While combinations of probiotics with antibiotics have exhibited beneficial and adverse effects in the treatment of Clostridium difficile infection (CDI), no substantive explanation has been provided for these effects. In this study, C. difficile ATCC 9689 (CD) was treated with Bifidobacterium breve (YH68) in combination with five different antibiotics to explore the effects of the different combinations on C. difficile. Cell-free culture supernatant (CFCS) of YH68 was combined with metronidazole (MTR), vancomycin (VAN), clindamycin (CLI), ceftazidime (CAZ) or ampicillin (AMP) to treat CD. The plate counting method was used to determine the growth and spore production of CD, and cell damage was assessed by the measurement of extracellular ATP levels with a luminescence-based kit. The production of toxin A/B was measured with an ELISA kit.

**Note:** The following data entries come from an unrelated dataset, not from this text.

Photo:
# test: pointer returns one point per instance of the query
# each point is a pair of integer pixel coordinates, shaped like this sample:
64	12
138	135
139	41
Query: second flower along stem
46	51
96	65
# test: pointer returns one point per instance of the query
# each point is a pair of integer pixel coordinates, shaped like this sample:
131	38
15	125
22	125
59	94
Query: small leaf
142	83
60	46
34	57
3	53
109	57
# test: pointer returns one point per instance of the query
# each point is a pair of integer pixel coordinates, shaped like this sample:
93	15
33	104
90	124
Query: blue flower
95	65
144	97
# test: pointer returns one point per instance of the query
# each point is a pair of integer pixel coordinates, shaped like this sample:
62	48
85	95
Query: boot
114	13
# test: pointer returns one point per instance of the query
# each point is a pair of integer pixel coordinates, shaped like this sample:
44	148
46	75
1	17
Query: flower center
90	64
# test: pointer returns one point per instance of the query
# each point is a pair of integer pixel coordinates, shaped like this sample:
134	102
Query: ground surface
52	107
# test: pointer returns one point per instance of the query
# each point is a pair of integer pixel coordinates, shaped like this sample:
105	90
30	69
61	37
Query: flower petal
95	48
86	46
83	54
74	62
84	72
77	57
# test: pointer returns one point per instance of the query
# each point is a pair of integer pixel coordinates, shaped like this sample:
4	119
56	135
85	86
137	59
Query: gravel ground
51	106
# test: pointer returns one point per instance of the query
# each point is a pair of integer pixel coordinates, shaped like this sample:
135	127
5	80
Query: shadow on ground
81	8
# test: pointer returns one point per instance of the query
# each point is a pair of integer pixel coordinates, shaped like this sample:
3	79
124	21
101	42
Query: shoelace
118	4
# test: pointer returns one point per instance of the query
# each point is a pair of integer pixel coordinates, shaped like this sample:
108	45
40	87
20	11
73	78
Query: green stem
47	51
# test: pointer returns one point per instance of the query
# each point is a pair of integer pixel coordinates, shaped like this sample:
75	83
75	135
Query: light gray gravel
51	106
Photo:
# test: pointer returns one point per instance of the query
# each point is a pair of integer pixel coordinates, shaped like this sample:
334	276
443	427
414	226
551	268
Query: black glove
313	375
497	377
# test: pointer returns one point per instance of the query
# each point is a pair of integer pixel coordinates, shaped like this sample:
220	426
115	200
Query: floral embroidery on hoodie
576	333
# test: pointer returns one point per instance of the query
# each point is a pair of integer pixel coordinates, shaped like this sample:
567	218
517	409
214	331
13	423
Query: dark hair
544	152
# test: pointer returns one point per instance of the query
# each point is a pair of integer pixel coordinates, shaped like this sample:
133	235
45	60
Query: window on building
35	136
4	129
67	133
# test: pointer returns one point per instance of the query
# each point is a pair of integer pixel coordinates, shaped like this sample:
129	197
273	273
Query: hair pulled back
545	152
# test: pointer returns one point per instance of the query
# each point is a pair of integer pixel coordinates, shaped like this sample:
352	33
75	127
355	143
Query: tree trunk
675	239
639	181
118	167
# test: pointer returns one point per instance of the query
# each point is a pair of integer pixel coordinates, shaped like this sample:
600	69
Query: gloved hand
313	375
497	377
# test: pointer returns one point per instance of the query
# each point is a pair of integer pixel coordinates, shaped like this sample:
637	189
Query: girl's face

The gene expression levels of tcdA and tcdB in CD were evaluated by real-time qPCR. The CFCS of YH68 (3 × 109 CFU/mL) at 0.25 times the minimal inhibitory concentration (MIC) (0.25YH68) in combination with the five antibiotics exerted stronger inhibitory effects on the growth and spore production of CD than the same antibiotics in the absence of 0.25YH68, except 0.25YH68&MTR&AMP, 0.25YH68&MTR&CAZ, and 0.25YH68&VAN&CLI. However, treatment with 0.25YH68&VAN, 0.25YH68&AMP, 0.25YH68&MTR&CAZ, 0.25YH68&VAN&CAZ, 0.25YH68&VAN&AMP, and 0.25YH68&CAZ&AMP resulted in increased cell damage. In addition, the different combinations, except 0.25YH68&CLI, 0.25YH68&MTR&AMP and 0.25YH68&VAN&CLI, dramatically reduced the production of toxin A/B in comparison with the effects of the same antibiotics in the absence of 0.25YH68. The gene expression levels of tcdA and tcdB in CD were lowered upon treatment with 0.25YH68 in combination with MTR, CLI, CAZ, MTR&CAZ, MTR&AMP, CLI&CAZ, and CLI&AMP, whereas the levels were enhanced by 0.25YH68 in combination with VAN, AMP, MTR&CLI, VAN&CLI, VAN&AMP, and CAZ&AMP. In summary, YH68 in combination with specific antibiotics could enhance the inhibitory effects of antibiotics against CD. In addition, the antagonistic effects between some antibiotics could be weakened by YH68.